The radius of a cylinder is increasing at the rate of 5 cm/min so that its volume is constant. When its radius is 5 cm and height is 3 cm the rate of decreasing of its height is:

• A. \( 6 \text{ cm/min} \)
• B. \( 3 \text{ cm/min} \)
• C. \( 4 \text{ cm/min} \)
• D. \( 5 \text{ cm/min} \)
• E. \( 2 \text{ cm/min} \)

Hint:

In related rates, a negative derivative signifies a decrease. When the question asks for the "rate of decreasing," provide the absolute value.

Answer 1

The Correct Option is A

Concept: The volume of a cylinder is \( V = \pi r^2 h \). If the volume is constant, its derivative with respect to time \( t \) is zero (\( \frac{dV}{dt} = 0 \)).
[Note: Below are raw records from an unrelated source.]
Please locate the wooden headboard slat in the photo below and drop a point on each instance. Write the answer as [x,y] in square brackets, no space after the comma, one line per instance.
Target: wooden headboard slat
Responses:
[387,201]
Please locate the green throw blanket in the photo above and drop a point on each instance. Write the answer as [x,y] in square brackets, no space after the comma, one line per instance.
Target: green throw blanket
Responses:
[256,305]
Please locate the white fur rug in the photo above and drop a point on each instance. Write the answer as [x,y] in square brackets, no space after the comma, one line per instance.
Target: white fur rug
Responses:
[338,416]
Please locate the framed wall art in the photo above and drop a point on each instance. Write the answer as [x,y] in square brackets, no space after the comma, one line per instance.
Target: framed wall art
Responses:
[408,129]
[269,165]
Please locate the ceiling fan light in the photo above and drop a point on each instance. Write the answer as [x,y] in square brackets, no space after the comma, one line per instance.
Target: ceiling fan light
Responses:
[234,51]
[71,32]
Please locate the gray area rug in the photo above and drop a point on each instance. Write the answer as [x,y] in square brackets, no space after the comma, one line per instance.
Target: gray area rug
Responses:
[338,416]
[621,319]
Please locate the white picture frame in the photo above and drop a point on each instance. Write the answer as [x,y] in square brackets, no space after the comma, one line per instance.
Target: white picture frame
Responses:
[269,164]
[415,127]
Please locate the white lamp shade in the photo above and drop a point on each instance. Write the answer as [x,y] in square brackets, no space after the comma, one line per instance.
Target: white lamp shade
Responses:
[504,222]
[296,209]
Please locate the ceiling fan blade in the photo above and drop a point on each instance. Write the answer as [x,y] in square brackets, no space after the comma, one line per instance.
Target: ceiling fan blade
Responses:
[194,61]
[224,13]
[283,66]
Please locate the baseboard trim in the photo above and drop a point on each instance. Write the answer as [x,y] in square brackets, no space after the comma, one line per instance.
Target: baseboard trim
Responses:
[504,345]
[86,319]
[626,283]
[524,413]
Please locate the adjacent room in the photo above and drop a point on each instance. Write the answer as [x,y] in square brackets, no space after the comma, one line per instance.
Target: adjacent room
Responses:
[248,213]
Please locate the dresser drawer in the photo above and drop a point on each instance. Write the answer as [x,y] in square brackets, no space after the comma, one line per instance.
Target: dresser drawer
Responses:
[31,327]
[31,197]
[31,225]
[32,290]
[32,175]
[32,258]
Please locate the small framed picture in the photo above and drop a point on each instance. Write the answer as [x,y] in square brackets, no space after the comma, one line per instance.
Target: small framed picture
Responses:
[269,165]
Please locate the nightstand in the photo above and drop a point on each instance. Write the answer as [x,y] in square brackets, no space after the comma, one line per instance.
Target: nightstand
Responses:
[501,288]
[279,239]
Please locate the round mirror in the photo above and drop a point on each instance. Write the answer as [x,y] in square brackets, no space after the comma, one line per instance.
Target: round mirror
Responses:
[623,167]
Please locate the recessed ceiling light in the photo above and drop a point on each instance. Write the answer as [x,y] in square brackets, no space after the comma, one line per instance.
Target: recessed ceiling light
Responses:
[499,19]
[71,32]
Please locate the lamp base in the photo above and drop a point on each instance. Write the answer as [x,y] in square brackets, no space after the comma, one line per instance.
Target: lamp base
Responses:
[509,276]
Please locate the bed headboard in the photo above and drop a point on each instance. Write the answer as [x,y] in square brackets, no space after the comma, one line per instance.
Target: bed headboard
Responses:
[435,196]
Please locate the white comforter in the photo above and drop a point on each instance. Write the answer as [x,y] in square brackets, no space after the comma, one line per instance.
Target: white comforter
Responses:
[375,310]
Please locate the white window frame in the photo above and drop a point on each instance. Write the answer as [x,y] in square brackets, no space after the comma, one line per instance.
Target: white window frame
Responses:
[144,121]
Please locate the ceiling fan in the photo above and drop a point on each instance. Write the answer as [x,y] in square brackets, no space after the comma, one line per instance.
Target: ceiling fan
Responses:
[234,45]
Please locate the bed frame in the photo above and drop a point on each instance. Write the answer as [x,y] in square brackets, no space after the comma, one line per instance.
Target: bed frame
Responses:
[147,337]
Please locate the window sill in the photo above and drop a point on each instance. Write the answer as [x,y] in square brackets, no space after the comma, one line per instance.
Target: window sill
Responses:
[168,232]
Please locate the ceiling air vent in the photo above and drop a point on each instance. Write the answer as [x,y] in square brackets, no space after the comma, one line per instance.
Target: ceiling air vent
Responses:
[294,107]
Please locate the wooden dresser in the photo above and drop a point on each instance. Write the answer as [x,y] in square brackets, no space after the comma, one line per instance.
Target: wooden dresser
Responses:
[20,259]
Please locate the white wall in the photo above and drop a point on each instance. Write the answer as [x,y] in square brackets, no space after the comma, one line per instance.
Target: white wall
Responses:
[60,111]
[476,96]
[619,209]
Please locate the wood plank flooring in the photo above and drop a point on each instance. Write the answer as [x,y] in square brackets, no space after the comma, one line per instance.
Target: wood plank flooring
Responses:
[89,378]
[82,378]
This is a related rates problem.

Step 1: Differentiate the volume formula with respect to \( t \).
\[ V = \pi r^2 h \] Using the product rule: \[ \frac{dV}{dt} = \pi \left( 2rh \frac{dr}{dt} + r^2 \frac{dh}{dt} \right) \]

Step 2: Substitute the known values.
Given: \( \frac{dV}{dt} = 0 \), \( \frac{dr}{dt} = 5 \), \( r = 5 \), and \( h = 3 \). \[ 0 = \pi \left( 2(5)(3)(5) + (5)^2 \frac{dh}{dt} \right) \] \[ 0 = 150 + 25 \frac{dh}{dt} \]

Step 3: Solve for the rate of change of height.
\[ 25 \frac{dh}{dt} = -150 \] \[ \frac{dh}{dt} = -6 \text{ cm/min} \] The rate of decreasing of height is \( 6 \text{ cm/min} \).